Beware the inflation trap mydigitalfc database hosting

With less than a year to go in the office, amidst the decision of the monetary policy committee of Reserve Bank of India to raise its benchmark repo rate by 25 basis points to 6.25 per cent, the Modi government might be taking a chance with the growth prospects as the economic recovery is still at a elementary stage and entails a circumspect approach at this crossroad. Despite the fact that the MPC’s advancement was contrived by global financial market developments which itself hinge by uncertainty. As most emerging economies are confronting the pressure on their currencies set side by side with US Dollar and rising interest rates.

Central Statistic Organisation (CSO) latest data indicate that Indian economy growth clocked at 7.7 per cent in the fourth quarter (Q4), which was highest in the last seven quarters, more than 7.0 per cent in third quarter (Q3) and 6.1 per cent in Q4 of FY 2018.


This robust growth rate was highest in last seven quarters making India, the fastest growing economy in the world leaving behind China, which grew at 6.7 per cent during the last quarter. It was argued that the main job creating sectors of the economy namely manufacturing, construction, trade and services had been badly hit in the aftermath of demonetisation and GST. This rebound in growth reinforces that the economy is back on track and is set for a strong recovery after the period of disruptions sparked by demonetisation and GST implementation, which is possible due to robust performance by manufacturing, construction and service sectors and good farm output. In Q4, the turnaround in the economy was underpinned by expansion in manufacturing, construction and farming, while the services industry, which contributes more than half to the economy, grew at a slightly slower pace. Farming achieved growth rate of 4.5 per cent, manufacturing grewat a pace of 9.1 per cent, and construction recorded double digit growth rate of 11.5 per centin Q4, while trade, hotel, transport (6.8 per cent) and financial services (6.7 per cent) growth slowed from their growth levels in the Q3.

This revival of the economy was led by decent growth of government final consumption expenditure (6.8 per cent in Q3 to 16.8 per cent in Q4), gross fixed capital formation (9.1 per cent in Q3 to 14.4 per cent in Q4), and private final consumption expenditure (5.9 per cent in Q3 to 6.7 per cent in Q4). In particular, the good news is about the robust growth of gross fixed capital formation, which is a proxy of investment demand in the economy, achieved a double digit growth after a gap of seven quarters, signalling a revival in investment.

However, inspite of all these positives, there are many challenges. The year on year growth of Indian economy estimated at 6.7 per cent in FY2018, which was slowest in the last four years since Modi government came into the power. Much of the Q4 growth was due to low base of Q3 (6.6 per cent) and led by high government final expenditure. In addition, the value of Indian currency depreciated against dollar by more than 5 per cent during the last few months, and the surging oil prices has also hiked the inflation rate.The export growth was much slower in than import with crude oil prices remain high, fiscal deficit likely to get worse. India’s imports over two-thirds of its crude oil requirement and surge in crude prices could upset the growth of the economy.
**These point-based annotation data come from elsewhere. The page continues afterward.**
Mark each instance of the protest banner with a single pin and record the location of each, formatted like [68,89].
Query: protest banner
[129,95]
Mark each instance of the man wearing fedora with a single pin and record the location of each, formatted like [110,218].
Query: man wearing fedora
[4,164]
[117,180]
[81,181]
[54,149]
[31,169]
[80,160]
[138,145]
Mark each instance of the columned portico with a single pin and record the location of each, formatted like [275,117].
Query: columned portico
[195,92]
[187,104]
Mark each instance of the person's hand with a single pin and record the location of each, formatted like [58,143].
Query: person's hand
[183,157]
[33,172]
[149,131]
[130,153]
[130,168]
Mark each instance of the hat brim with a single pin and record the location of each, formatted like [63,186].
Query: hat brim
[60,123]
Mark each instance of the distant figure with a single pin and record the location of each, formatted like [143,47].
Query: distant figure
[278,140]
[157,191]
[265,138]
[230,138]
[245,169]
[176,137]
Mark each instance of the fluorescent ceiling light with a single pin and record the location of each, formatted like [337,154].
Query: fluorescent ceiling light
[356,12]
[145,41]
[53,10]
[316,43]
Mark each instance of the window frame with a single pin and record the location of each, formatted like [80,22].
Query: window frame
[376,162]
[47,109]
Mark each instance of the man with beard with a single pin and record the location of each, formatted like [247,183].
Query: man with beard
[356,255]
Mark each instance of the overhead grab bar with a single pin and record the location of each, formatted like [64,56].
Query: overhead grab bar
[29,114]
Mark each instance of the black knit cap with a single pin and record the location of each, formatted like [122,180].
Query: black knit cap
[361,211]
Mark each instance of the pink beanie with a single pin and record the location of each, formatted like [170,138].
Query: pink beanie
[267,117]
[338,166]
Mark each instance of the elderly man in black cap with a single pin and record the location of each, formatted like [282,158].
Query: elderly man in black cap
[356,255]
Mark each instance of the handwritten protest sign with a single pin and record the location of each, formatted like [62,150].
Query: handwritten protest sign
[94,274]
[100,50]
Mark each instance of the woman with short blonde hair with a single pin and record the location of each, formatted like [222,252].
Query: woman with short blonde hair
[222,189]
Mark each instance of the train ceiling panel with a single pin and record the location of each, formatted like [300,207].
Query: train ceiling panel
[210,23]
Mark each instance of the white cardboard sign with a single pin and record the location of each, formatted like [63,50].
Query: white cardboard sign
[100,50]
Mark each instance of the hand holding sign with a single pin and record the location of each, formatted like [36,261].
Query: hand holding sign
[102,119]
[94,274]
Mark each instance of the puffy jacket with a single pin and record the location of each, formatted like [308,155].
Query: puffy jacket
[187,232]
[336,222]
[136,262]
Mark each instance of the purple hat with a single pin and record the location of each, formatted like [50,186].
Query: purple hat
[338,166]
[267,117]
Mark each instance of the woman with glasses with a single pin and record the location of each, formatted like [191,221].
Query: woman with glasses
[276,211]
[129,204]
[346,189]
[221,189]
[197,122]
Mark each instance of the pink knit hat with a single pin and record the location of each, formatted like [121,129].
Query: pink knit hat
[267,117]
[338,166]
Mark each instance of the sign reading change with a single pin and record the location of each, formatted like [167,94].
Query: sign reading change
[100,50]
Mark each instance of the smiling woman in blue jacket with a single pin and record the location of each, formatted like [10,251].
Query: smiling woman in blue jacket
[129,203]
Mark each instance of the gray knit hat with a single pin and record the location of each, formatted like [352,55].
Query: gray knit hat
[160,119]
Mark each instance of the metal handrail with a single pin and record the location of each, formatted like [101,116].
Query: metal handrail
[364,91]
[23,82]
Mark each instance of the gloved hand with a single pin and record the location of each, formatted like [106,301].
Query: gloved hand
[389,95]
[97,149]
The Modi government can claim to have earned revival of economy through public expenditure at a time when private players are still not confident and waiting for any further investment. It has been argued by Arther Keynes, a classical economist that during the economic slowdown, the government ought to deficit spending in an effort to stimulate further demand, elevate growth rate and reduce unemployment. The government adopts Keynesian path and pump-prime the economy by huge spending. Keynes, thus, points out that the need of public investment as a balancing factor when the economy happens to pass through a period of depression. This could be done by stimulating growth by ensuring the government projects go on stream in time and by cutting interest rates. This would boost confidence of the private investors who will in turn invest more funds in the market. However, the government needs to spend judiciously to spur investment and demand in the economy because this leads to high fiscal deficit. The ultimate long term focus should be to give more emphasis to revive private investment to maintain along term sustain growth momentum. The government spending may be obtained on the presumption that private investment, left stranded, is no longer capable of maintaining full employment either in the short run or in the long run.

In the current circumstances, the RBI’s step to hike interest rate and lending rate on the ground of rising inflation rate and depreciation of rupee value, it is being said that the inflation is being led by supply side issues, raising interest rate would hurt growth while proving unequal in the task of tackling inflation.The RBI needs to reassess and revert to the policy of benign interest rates which would be growth supportive.

Right now, markedly the private investment draws out to face stumbling blocks in the form of corporate debt bulges, encumbrances in the financial sector with spiralling bad loans, exuberance industrial capacity, and regulatory challenges are laying detrimental pressures on country’s promising growth. The vulnerability in private investment has been ascribed to local and global excess-capacity, leveraged corporate and bank balance sheets, and remaining domestic bottlenecks.

Consequently, the government should deliberate on attracting more private investment by providing healthy environment instead of all-in-all pushing more government money for the recovery of economy, which is not a possible solution for the long term sustainable growth. The government must heed the warning before it becomes too late and things are irretrievable.